Para sermos exatos, devo dizer-lhe que nasci em Cordisburgo, uma cidadezinha não muito interessante, mas para mim, sim, de muita importância. Além disso, em Minas Gerais: sou mineiro. E isto sim é o importante, pois quando escrevo, sempre me sinto transportado para esse mundo: Cordisburgo. Não acha que soa como algo muito distante? Sabe também que uma parte de minha família é, pelo sobrenome, de origem portuguesa, mas na realidade é um sobrenome suevo que na época das migrações era Guimaranes, nome que também designava a capital de um estado suevo na Lusitânia?
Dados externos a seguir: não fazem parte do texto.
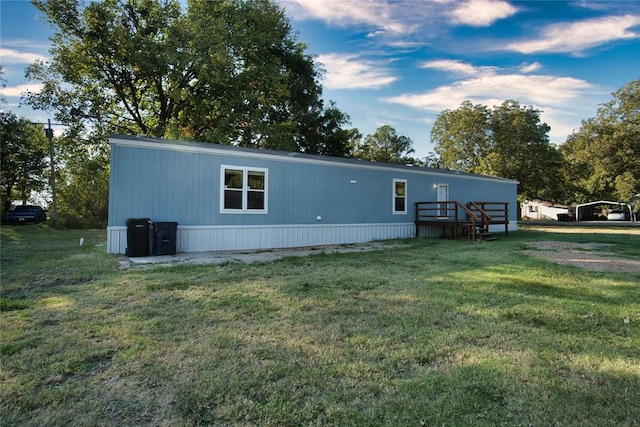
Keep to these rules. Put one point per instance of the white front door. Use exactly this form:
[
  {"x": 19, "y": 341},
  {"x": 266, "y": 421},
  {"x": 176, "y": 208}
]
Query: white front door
[{"x": 443, "y": 196}]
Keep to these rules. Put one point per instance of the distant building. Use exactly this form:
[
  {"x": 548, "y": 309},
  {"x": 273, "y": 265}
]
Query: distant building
[{"x": 540, "y": 210}]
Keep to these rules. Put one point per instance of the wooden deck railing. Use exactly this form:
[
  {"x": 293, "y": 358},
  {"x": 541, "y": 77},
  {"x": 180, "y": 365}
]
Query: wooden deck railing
[
  {"x": 497, "y": 212},
  {"x": 472, "y": 220},
  {"x": 448, "y": 215}
]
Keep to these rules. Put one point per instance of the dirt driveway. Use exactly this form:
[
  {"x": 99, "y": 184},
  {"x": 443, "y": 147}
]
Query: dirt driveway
[{"x": 590, "y": 256}]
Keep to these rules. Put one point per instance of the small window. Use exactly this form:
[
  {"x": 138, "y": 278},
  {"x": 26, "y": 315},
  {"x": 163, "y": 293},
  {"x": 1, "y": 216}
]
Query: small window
[
  {"x": 399, "y": 196},
  {"x": 244, "y": 190}
]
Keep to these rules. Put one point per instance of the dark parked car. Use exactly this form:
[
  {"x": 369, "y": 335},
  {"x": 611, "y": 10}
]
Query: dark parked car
[{"x": 26, "y": 213}]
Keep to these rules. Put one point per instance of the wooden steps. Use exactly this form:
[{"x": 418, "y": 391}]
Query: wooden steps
[{"x": 455, "y": 220}]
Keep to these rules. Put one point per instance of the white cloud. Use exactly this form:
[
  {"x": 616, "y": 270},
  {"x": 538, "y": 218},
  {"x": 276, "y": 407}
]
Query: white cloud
[
  {"x": 457, "y": 67},
  {"x": 491, "y": 89},
  {"x": 377, "y": 13},
  {"x": 18, "y": 90},
  {"x": 482, "y": 13},
  {"x": 352, "y": 72},
  {"x": 530, "y": 68},
  {"x": 579, "y": 36},
  {"x": 11, "y": 56}
]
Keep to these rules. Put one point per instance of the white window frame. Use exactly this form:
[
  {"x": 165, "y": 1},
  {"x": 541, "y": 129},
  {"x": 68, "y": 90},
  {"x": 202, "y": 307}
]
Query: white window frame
[
  {"x": 245, "y": 189},
  {"x": 394, "y": 195}
]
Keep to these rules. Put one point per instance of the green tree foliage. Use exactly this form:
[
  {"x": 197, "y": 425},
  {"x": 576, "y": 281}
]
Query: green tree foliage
[
  {"x": 24, "y": 152},
  {"x": 508, "y": 141},
  {"x": 226, "y": 71},
  {"x": 603, "y": 156},
  {"x": 385, "y": 145},
  {"x": 463, "y": 137}
]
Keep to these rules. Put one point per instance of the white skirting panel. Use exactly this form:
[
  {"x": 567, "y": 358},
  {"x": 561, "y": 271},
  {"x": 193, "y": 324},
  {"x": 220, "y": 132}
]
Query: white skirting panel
[{"x": 224, "y": 238}]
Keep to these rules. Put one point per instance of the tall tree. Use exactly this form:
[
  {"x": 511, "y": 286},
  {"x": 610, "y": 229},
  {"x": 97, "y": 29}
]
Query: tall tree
[
  {"x": 463, "y": 137},
  {"x": 385, "y": 145},
  {"x": 604, "y": 154},
  {"x": 509, "y": 141},
  {"x": 23, "y": 157},
  {"x": 226, "y": 71}
]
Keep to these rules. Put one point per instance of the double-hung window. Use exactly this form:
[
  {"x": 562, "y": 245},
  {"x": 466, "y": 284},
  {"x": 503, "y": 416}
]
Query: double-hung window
[
  {"x": 399, "y": 196},
  {"x": 244, "y": 190}
]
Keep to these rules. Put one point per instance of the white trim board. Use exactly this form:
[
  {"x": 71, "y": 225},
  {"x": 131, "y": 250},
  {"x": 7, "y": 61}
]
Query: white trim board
[{"x": 224, "y": 238}]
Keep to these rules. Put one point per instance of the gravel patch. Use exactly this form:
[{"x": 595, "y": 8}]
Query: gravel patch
[{"x": 590, "y": 256}]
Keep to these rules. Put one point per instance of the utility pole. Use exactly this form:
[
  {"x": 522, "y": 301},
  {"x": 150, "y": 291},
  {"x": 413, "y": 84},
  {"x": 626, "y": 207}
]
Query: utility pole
[{"x": 54, "y": 215}]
Portanto, pela minha origem, estou voltado para o remoto, o estranho. Você certamente conhece a história dos suevos. Foi um povo que, como os celtas, emigrou para todos os lugares sem poder lançar raízes em nenhum. Este destino, que foi tão intensamente transmitido a Portugal, talvez tenha sido culpado por meus antepassados se apegarem com tanto desespero àquele pedaço de terra que se chama o sertão. E eu também estou apegado a ele.2

O Sertão ficcional roseano simboliza a casa inesquecível do Artista Literário. Dentro desta casa íntima há um determinado Sertão que não se esquece, por isto ele diz a Lorenz, na Entrevista, que leva o sertão dentro dele e que o mundo em que vive é também o sertão3. Sua literatura nasceu de sua vida íntima e sua verdade existencial se orienta através das recordações do sertão. A memória (matéria épica) é insuficiente para transmitir sentimentos que remontam a pré-fase da humanidade, inserida na alma de um único homem. Pelo prisma psicológico/filosófico de Gaston Bachelard (POÉTICA DO ESPAÇO), a primeira morada será sempre a base de futuras recordações.
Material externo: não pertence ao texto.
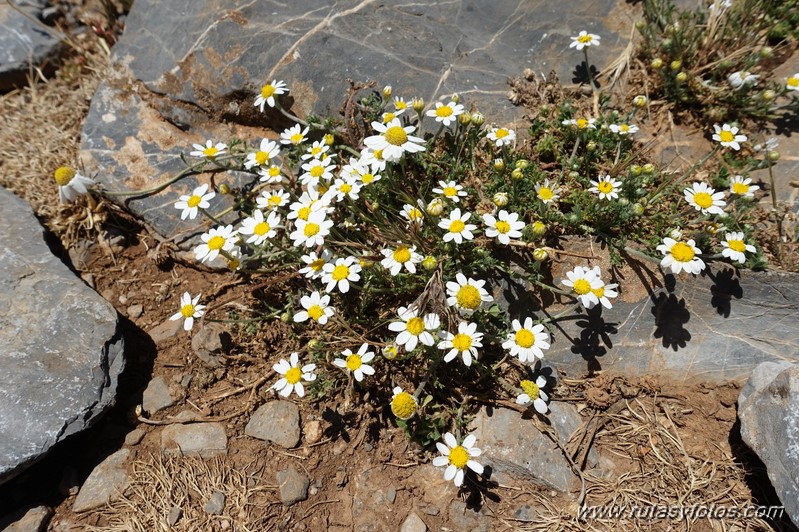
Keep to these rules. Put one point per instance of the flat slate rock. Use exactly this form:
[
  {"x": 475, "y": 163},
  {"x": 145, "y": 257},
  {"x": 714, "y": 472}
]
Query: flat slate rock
[
  {"x": 169, "y": 89},
  {"x": 62, "y": 348},
  {"x": 23, "y": 41},
  {"x": 716, "y": 327}
]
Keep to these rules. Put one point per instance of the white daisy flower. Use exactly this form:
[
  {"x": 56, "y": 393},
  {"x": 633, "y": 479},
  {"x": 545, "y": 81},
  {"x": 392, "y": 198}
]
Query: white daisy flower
[
  {"x": 464, "y": 343},
  {"x": 414, "y": 329},
  {"x": 580, "y": 123},
  {"x": 192, "y": 203},
  {"x": 624, "y": 129},
  {"x": 267, "y": 151},
  {"x": 312, "y": 232},
  {"x": 739, "y": 80},
  {"x": 533, "y": 393},
  {"x": 293, "y": 375},
  {"x": 705, "y": 199},
  {"x": 504, "y": 227},
  {"x": 501, "y": 136},
  {"x": 728, "y": 136},
  {"x": 584, "y": 39},
  {"x": 315, "y": 264},
  {"x": 341, "y": 273},
  {"x": 215, "y": 241},
  {"x": 457, "y": 228},
  {"x": 548, "y": 192},
  {"x": 394, "y": 140},
  {"x": 356, "y": 363},
  {"x": 450, "y": 190},
  {"x": 403, "y": 404},
  {"x": 446, "y": 113},
  {"x": 467, "y": 294},
  {"x": 743, "y": 187},
  {"x": 735, "y": 247},
  {"x": 606, "y": 187},
  {"x": 260, "y": 228},
  {"x": 527, "y": 342},
  {"x": 681, "y": 256},
  {"x": 210, "y": 151},
  {"x": 189, "y": 310},
  {"x": 457, "y": 457},
  {"x": 72, "y": 184},
  {"x": 294, "y": 135},
  {"x": 583, "y": 282},
  {"x": 272, "y": 200},
  {"x": 268, "y": 93},
  {"x": 316, "y": 307},
  {"x": 399, "y": 257}
]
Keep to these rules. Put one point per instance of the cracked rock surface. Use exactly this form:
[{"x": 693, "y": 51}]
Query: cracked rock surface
[{"x": 62, "y": 349}]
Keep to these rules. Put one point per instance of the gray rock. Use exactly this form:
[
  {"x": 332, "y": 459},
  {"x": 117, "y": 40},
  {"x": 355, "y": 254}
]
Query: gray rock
[
  {"x": 24, "y": 42},
  {"x": 276, "y": 421},
  {"x": 105, "y": 482},
  {"x": 216, "y": 504},
  {"x": 156, "y": 396},
  {"x": 714, "y": 328},
  {"x": 33, "y": 520},
  {"x": 62, "y": 348},
  {"x": 527, "y": 453},
  {"x": 209, "y": 343},
  {"x": 413, "y": 523},
  {"x": 201, "y": 82},
  {"x": 293, "y": 485},
  {"x": 769, "y": 414},
  {"x": 198, "y": 439}
]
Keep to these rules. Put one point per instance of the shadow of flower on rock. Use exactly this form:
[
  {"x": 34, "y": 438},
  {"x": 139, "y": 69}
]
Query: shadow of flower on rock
[{"x": 725, "y": 287}]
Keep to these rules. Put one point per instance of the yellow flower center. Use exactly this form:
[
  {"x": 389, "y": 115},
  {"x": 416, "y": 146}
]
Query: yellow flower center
[
  {"x": 402, "y": 254},
  {"x": 462, "y": 342},
  {"x": 63, "y": 175},
  {"x": 415, "y": 326},
  {"x": 354, "y": 362},
  {"x": 216, "y": 242},
  {"x": 340, "y": 272},
  {"x": 703, "y": 199},
  {"x": 605, "y": 187},
  {"x": 315, "y": 312},
  {"x": 261, "y": 229},
  {"x": 582, "y": 287},
  {"x": 293, "y": 375},
  {"x": 267, "y": 91},
  {"x": 530, "y": 388},
  {"x": 458, "y": 457},
  {"x": 456, "y": 226},
  {"x": 525, "y": 338},
  {"x": 444, "y": 111},
  {"x": 682, "y": 252},
  {"x": 737, "y": 245},
  {"x": 403, "y": 405},
  {"x": 468, "y": 297},
  {"x": 395, "y": 136},
  {"x": 311, "y": 229}
]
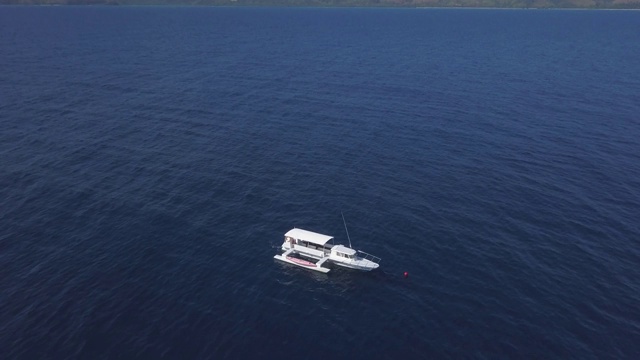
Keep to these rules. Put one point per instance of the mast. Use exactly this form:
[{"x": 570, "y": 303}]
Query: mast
[{"x": 345, "y": 229}]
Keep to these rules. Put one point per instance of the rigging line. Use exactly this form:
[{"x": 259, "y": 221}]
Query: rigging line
[{"x": 345, "y": 229}]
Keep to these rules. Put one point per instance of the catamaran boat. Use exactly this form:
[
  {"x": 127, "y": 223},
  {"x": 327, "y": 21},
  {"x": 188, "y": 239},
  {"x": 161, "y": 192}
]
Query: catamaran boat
[{"x": 311, "y": 250}]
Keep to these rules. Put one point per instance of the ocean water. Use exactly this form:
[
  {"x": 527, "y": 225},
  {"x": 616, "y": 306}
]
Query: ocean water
[{"x": 152, "y": 158}]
As primeiras vivências, mesmo aparentemente esquecidas, permanecem alojadas, armazenadas em íntimos compartimentos secretos. O interior desse sertão (sua intimidade, sua primeira morada) transparece por meio do olhar nostálgico de seu narrador. Se a narrativa, nas últimas seqüências, se processa mediante um discurso diferente do comumente usado para reproduzir a realidade, isto se dá graças à complexidade de se recordar de quem narra. A recordação (matéria lírica) é caótica e, pelo ponto de vista da criação, valiosa. Por estas razões, as imagens finais se encontram dispersas e, ao mesmo tempo, há um corpo de imagens4, fervilhante, que as legitima no âmbito da ficcionalidade.

Seguindo ainda as teorizações de Bachelard, percebe-se que esse acúmulo de imagens (ou imaginação além dos limites) aumenta os valores da verdadeira realidade do sertão mineiro no sentido material. O sertão mineiro foi a primeira morada do escritor Guimarães Rosa, o Sertão literário roseano concentra as imagens dessa casa. No sertão da infância, antes de tomar para si as rédeas de sua própria proteção, ele foi um ser protegido. Foi ali que conheceu o calor do fogão a lenha e o aconchego do afeto familiar. Depois o mundo o envolveu.

Bachelard diz que "a casa é o nosso canto do mundo"5. Guimarães Rosa adquiriu inúmeros talentos, projetou-se, transformou-se em cidadão do mundo, mas o sertão permaneceu como seu canto do mundo no Mundo.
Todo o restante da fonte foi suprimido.